CII and MIMOSA Join Forces to move Interoperability Forward for Capital Projects

CII and MIMOSA sign Memorandum of Understanding (MOU) to use the Open Industrial Interoperability Ecosystem (OIIE) as the interoperability framework for CII best practices.

I’m a believer based upon long experience that standards and interoperability drive industries (and society) forward. Just look, for example, at standard gauge railroad tracks or standard shipping containers or Internet protocols. I should also note that I worked on the development of the OIIE several years ago, but they got to the point where I could not contribute for a while. As I wrote recently, things are coming together in this effort for interoperable data flow from engineering design through construction to operations & maintenance throughout the lifecycle of a large capital project.

Here is the latest, and very important, news.

CII (The Construction Institute) and MIMOSA announce their collaboration to adopt and progress the standards for an open, vendor neutral digital ecosystem supporting data and systems interoperability in capital projects, operations and maintenance enabling digital transformation of the full asset lifecycle. The MOU establishes the basis for a CII/MIMOSA Joint Working Group to develop best practices for standards based interoperability in capital projects leveraging the organizations combined strengths.

It will develop formal OIIE Use Cases for capital projects based on Industry Functional Requirements developed by CII, starting with those associated with Advanced Work Packaging (AWP). These OIIE Use Cases will be validated in the OIIE Oil and Gas Interoperability (OGI) Pilot before they are published and licensed for use on a world-wide royalty free basis. Once the jointly developed OIIE Use Cases are validated in the pilot, CII and MIMOSA intend to submit them to ISO TC 184/WG 6 for inclusion in future parts of ISO 18101.
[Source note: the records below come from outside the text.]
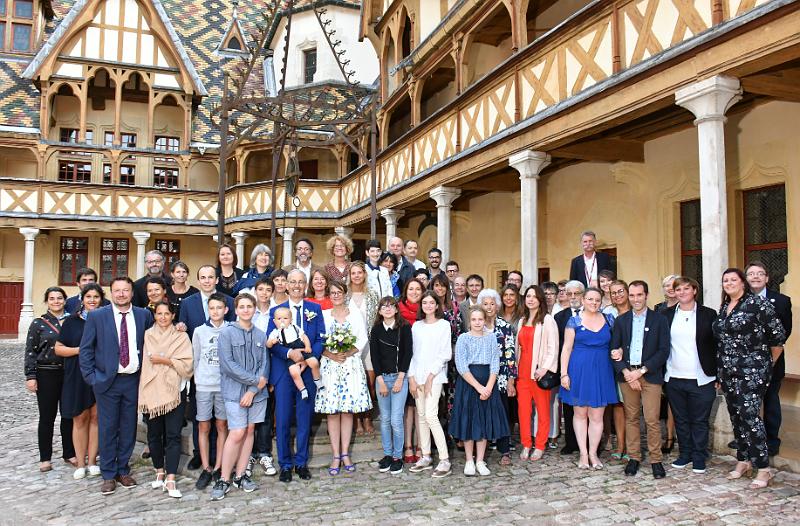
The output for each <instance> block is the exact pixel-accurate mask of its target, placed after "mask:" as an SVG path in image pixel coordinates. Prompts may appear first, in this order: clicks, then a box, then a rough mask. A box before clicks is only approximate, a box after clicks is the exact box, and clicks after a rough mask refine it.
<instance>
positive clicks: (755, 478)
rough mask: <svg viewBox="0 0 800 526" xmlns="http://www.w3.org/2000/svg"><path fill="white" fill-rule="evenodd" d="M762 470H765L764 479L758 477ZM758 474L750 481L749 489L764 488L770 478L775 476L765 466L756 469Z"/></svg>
mask: <svg viewBox="0 0 800 526" xmlns="http://www.w3.org/2000/svg"><path fill="white" fill-rule="evenodd" d="M762 471H766V472H767V478H765V479H760V478H758V475H761V472H762ZM758 475H756V478H754V479H753V480H752V481H751V482H750V489H764V488H766V487H767V486H769V481H770V480H772V477H774V476H775V473H773V472H772V470H771V469H769V468H767V469H759V470H758Z"/></svg>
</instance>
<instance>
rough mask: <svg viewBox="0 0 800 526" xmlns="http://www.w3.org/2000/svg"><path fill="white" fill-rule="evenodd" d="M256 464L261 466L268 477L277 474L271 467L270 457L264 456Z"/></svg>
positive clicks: (275, 471)
mask: <svg viewBox="0 0 800 526" xmlns="http://www.w3.org/2000/svg"><path fill="white" fill-rule="evenodd" d="M258 463H259V464H261V467H262V468H264V474H265V475H269V476H270V477H271V476H273V475H275V474H276V473H278V470H277V469H275V466H274V465H272V457H270V456H269V455H264V456H263V457H261V459H260V460H259V461H258Z"/></svg>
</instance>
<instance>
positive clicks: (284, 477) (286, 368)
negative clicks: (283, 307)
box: [267, 269, 325, 482]
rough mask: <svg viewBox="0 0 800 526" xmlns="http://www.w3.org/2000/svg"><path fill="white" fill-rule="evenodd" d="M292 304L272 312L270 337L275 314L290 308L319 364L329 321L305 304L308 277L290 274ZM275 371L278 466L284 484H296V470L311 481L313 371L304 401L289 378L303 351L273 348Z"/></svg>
mask: <svg viewBox="0 0 800 526" xmlns="http://www.w3.org/2000/svg"><path fill="white" fill-rule="evenodd" d="M287 284H288V290H287V292H288V293H289V299H288V301H286V302H284V303H282V304H280V305H278V306H276V307H274V308H272V309H271V310H270V313H269V317H270V321H269V326H268V327H267V334H270V333H271V332H272V331H273V329H275V322H274V321H273V313H274V311H275V309H277V308H278V307H287V308H288V309H289V310H290V311H291V313H292V321H293V322H294V323H295V324H297V325H299V326H300V327H301V328H302V329H303V331H304V332H305V333H306V336H308V339H309V341H310V343H311V353H312V354H313V355H314V356H315V357H316V358H317V360H319V359H320V358H321V357H322V343H323V341H324V335H325V321H324V320H323V318H322V309H320V307H319V305H317V304H316V303H312V302H310V301H309V302H306V301H305V298H304V296H305V292H306V276H305V274H303V272H302V271H301V270H297V269H295V270H292V271H291V272H289V278H288V280H287ZM269 352H270V354H271V356H272V357H271V367H270V373H269V383H270V384H271V385H272V386H273V387H274V393H275V431H276V433H275V434H276V438H277V445H278V462H279V463H280V466H281V474H280V481H281V482H291V481H292V468H294V470H295V472H296V473H297V474H298V475H299V476H300V478H301V479H303V480H309V479H310V478H311V472H309V470H308V442H309V438H310V436H311V420H312V418H313V416H314V399H315V398H316V394H317V388H316V385H315V384H314V379H313V378H312V377H311V368H308V367H307V368H306V369H305V370H304V371H303V382H304V383H305V385H306V389H307V390H308V397H307V398H303V397H302V396H301V395H300V391H298V390H297V387H295V385H294V382H293V381H292V377H291V375H290V374H289V366H290V365H292V364H293V363H296V362H299V361H301V360H302V359H303V355H302V353H301V349H290V348H288V347H284V346H283V345H280V344H277V345H273V346H272V348H270V350H269ZM293 415H294V417H295V421H296V423H297V436H296V448H295V453H294V454H292V446H291V444H290V440H289V436H290V428H291V425H292V416H293Z"/></svg>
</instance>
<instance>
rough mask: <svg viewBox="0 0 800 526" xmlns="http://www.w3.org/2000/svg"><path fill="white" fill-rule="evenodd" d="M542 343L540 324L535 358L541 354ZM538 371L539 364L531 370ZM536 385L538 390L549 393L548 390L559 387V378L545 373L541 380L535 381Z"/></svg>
mask: <svg viewBox="0 0 800 526" xmlns="http://www.w3.org/2000/svg"><path fill="white" fill-rule="evenodd" d="M543 341H544V324H542V337H541V338H539V352H538V353H536V355H537V356H539V354H541V351H542V342H543ZM538 369H539V364H538V363H537V364H536V367H534V369H533V370H534V371H537V370H538ZM536 385H538V386H539V388H541V389H544V390H545V391H549V390H550V389H554V388H556V387H558V386H560V385H561V378H559V377H558V373H554V372H553V371H547V372H546V373H544V375H542V377H541V378H539V379H538V380H536Z"/></svg>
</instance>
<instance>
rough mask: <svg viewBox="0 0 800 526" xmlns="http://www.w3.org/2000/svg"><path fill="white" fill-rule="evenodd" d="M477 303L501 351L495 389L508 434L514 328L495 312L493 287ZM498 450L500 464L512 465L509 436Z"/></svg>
mask: <svg viewBox="0 0 800 526" xmlns="http://www.w3.org/2000/svg"><path fill="white" fill-rule="evenodd" d="M477 301H478V305H480V306H481V307H483V310H484V312H485V313H486V322H485V324H484V327H485V329H486V330H487V331H489V332H493V333H494V335H495V337H496V338H497V352H498V353H499V354H500V370H499V372H498V373H497V390H498V392H499V393H500V401H501V402H502V404H503V409H504V410H505V412H506V418H507V420H508V427H509V435H510V434H511V429H512V428H513V426H514V419H513V418H512V414H513V413H516V412H517V404H516V398H512V397H516V391H515V386H514V381H515V380H516V378H517V358H516V349H517V339H516V330H515V329H514V328H513V327H512V326H511V325H510V324H508V323H507V322H506V321H505V320H504V319H503V318H501V317H499V316H498V315H497V314H498V312H499V311H500V309H501V308H502V307H501V306H502V303H501V299H500V295H499V294H498V293H497V291H496V290H494V289H483V290H482V291H481V292H480V294H478V299H477ZM497 451H498V452H499V453H500V455H501V457H500V465H502V466H508V465H509V464H511V437H510V436H506V437H502V438H500V439H498V440H497Z"/></svg>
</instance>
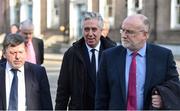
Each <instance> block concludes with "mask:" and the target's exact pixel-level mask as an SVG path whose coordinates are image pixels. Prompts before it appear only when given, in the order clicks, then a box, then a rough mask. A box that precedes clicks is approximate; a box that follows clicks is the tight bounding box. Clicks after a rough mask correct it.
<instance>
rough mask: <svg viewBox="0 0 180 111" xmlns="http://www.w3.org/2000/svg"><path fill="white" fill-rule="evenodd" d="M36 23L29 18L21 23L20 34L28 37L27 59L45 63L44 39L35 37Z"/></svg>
mask: <svg viewBox="0 0 180 111" xmlns="http://www.w3.org/2000/svg"><path fill="white" fill-rule="evenodd" d="M33 32H34V25H33V23H32V21H31V20H29V19H27V20H25V21H23V22H22V23H21V24H20V35H22V36H24V37H25V38H26V39H27V49H28V50H27V53H28V56H27V59H26V61H28V62H31V63H35V64H40V65H41V64H43V61H44V42H43V40H42V39H39V38H36V37H33Z"/></svg>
The OIIE is an outgrowth of collaboration between multiple industry-level Standards Developing Organizations, where MIMOSA plays a key leadership role and has led the workstreams for digitalization and interoperability in support of asset life-cycle management. The OIIE OGI Pilot includes standard use cases for asset intensive industries, currently featuring an example oil and gas industry process unit.

Active collaboration has begun, by sharing the existing OIIE Use Case Architecture and asset lifecycle management OIIE Use Cases previously developed by MIMOSA and validated in the OIIE OGI Pilot. CII has shared the AWP data requirements that are under development by CII.

Next steps will begin to include CII AWP best practices in applicable, OIIE Use Cases for capital projects, including jointly enhancing existing use cases and the joint development of new ones. CII and MIMOSA encourage interested organizations to join and participate in each association to fully support this important industry-led effort.

Organizations that participate have the potential to benefit in many ways including:

  • System of Systems interoperability results in less reliance on expensive, fragile, custom integration between systems, reducing IT costs while increasing agility and sustainability.
  • Education and training to a common set of industry practices and standards, provides a more flexible and efficient digital economy work force, benefitting industry and workers alike with reduced loss of knowledge and expertise.
  • Investment in future proofed, vendor neutral, interoperable data, enables industry to create, capture, manage and reuse digital information, as a strategic asset throughout the entire physical asset lifecycle, deriving significantly more business value from capital projects.
  • Owners identified the opportunity to cut CAPEX spend by 15-20% through better information sharing with improved schedules and productivity due to far less time wasted looking for information, and much more time on tools.

CII, based at The University of Texas at Austin, is a consortium of more than 140 leading owner, engineering- contractor, and supplier firms from both the public and private arenas. These organizations have joined together to enhance the business effectiveness and sustainability of the capital facility life cycle through CII research, related initiatives, and industry alliances.

MIMOSA is a 501 (c) 6 not-for-profit industry trade association dedicated to developing and encouraging the adoption of open, supplier-neutral IT and IM standards enabling physical asset lifecycle management spanning manufacturing, fleet and facilities environments. MIMOSA standards and collaboratively developed specifications enable Digital Twins to be defined and maintained on a supplier-neutral basis, while also using Digital Twins to provide Context for Big Data (IIOT and other sensor-related data) and Analytics.